Dental x-rays are an important diagnostic tool. They reveal oral health issues that could otherwise go unnoticed: areas of decay, bone loss, abscesses, tumours, and conditions of the root canal. Unfortunately, some people are wary of dental x-rays, dental practitioners aren’t always sure how to ease their concerns.
These tips can help you educate patients on the significant benefits and minimal risks associated with dental x-rays so they can make a well-informed decision about their care.
If you’ve worked as a dentist or dental hygienist in the last few years, you’ve probably heard it before:
Are dental x-rays safe? Can they cause thyroid cancer?
According to an article in Today’s RDH, much of the fear surrounding dental x-rays originates from a talk show several years ago. The show presented a link between the radiation from dental x-rays and thyroid cancer. Video clips shared widely through email and social media sites, sparking an increase in patients refusing x-rays out of concern for their health.
In truth, the link between dental x-rays and thyroid cancer is tenuous, and the show failed to explain how dental x-rays compares to other radiation sources (a dental x-ray is about 0.005 mSv of radiation, equalling less than one day of background radiation exposure.)
Regardless, this trend is a challenge to dental practitioners. The public is not well-informed about radiation, and not all practitioners are prepared to address their concerns. The absence of x-ray images can make it difficult to effectively diagnose and treat patients.
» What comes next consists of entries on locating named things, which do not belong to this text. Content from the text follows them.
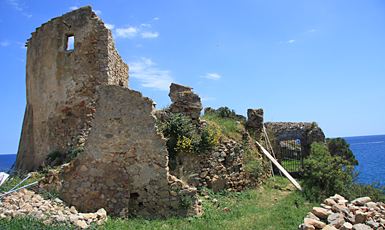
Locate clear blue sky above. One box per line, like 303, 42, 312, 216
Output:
0, 0, 385, 154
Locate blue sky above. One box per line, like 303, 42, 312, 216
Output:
0, 0, 385, 154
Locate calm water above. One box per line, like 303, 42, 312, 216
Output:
344, 135, 385, 185
0, 135, 385, 185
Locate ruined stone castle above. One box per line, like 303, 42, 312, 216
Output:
16, 6, 324, 217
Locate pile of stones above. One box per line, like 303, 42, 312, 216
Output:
170, 139, 267, 192
0, 188, 107, 229
298, 194, 385, 230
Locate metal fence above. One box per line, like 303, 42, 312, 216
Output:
279, 140, 303, 172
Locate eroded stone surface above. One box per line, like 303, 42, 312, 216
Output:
16, 6, 202, 217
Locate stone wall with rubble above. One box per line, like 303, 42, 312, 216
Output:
16, 6, 128, 171
170, 139, 270, 192
17, 6, 202, 217
265, 122, 325, 158
59, 85, 201, 217
167, 83, 203, 125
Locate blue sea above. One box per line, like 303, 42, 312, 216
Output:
0, 135, 385, 185
343, 135, 385, 185
0, 154, 16, 172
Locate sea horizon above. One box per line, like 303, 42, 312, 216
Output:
0, 134, 385, 185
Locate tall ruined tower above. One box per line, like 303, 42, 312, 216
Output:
16, 6, 128, 171
16, 6, 202, 217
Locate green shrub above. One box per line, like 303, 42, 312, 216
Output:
157, 113, 221, 170
243, 151, 262, 176
326, 137, 358, 165
200, 122, 221, 151
303, 141, 385, 202
179, 195, 192, 209
303, 142, 356, 200
202, 112, 243, 141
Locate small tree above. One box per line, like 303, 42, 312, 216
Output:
326, 137, 358, 165
304, 142, 357, 200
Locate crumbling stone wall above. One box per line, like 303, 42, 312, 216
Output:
246, 108, 263, 139
170, 139, 270, 192
168, 83, 203, 124
60, 85, 199, 216
265, 122, 325, 157
16, 6, 128, 171
17, 6, 202, 217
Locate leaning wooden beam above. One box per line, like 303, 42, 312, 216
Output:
255, 141, 302, 191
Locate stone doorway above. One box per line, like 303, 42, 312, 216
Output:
278, 139, 304, 174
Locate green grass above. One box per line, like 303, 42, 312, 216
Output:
99, 177, 317, 230
201, 113, 243, 141
0, 176, 317, 230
However, with the right approach and a bit of patience, many dentists and dental hygienists can help patients understand that dental x-rays are safe.
For many patients, visiting the dentist is unpleasant to begin with. The added uncertainty surrounding radiation can make the experience more frightening.
Your patience and empathy can make a world of difference in this circumstance. As always, it’s crucial to communicate openly with the patient and take time to explain things in a way they understand.
Understand that dental x-rays are not common everywhere in the world. Newcomers, along with older adults who have little experience with the dentist, may not be familiar with dental x-rays.
Acknowledge that you may have to take a different approach with patients of differing cultural backgrounds. It may help to have an interpreter explain the process to them.
Take time to assure your patients that you and your staff take measures to ensure that dental x-rays are as safe as possible. Explain the purpose of a lead apron, lead thyroid collar, and the ALARA principle for radiation exposure.
A 2017 study examined different approaches to informing patients about radiation exposure from x-rays and other imaging tests. According to this research, patients prefer to receive the information in both oral and written formals, along with a table showing how radiation exposure from the test compares to background radiation.
The average American receives about 620 mrem of radiation each year, half of which comes from natural background radiation. The radiation ‘dosage’ associated with dental x-rays is just 0.005 mSv, less than a single day’s worth of background exposure.
Making this comparison can help patients understand that dental x-rays are not something to fear. However, the information should be delivered with empathy and not to belittle the patient’s concerns.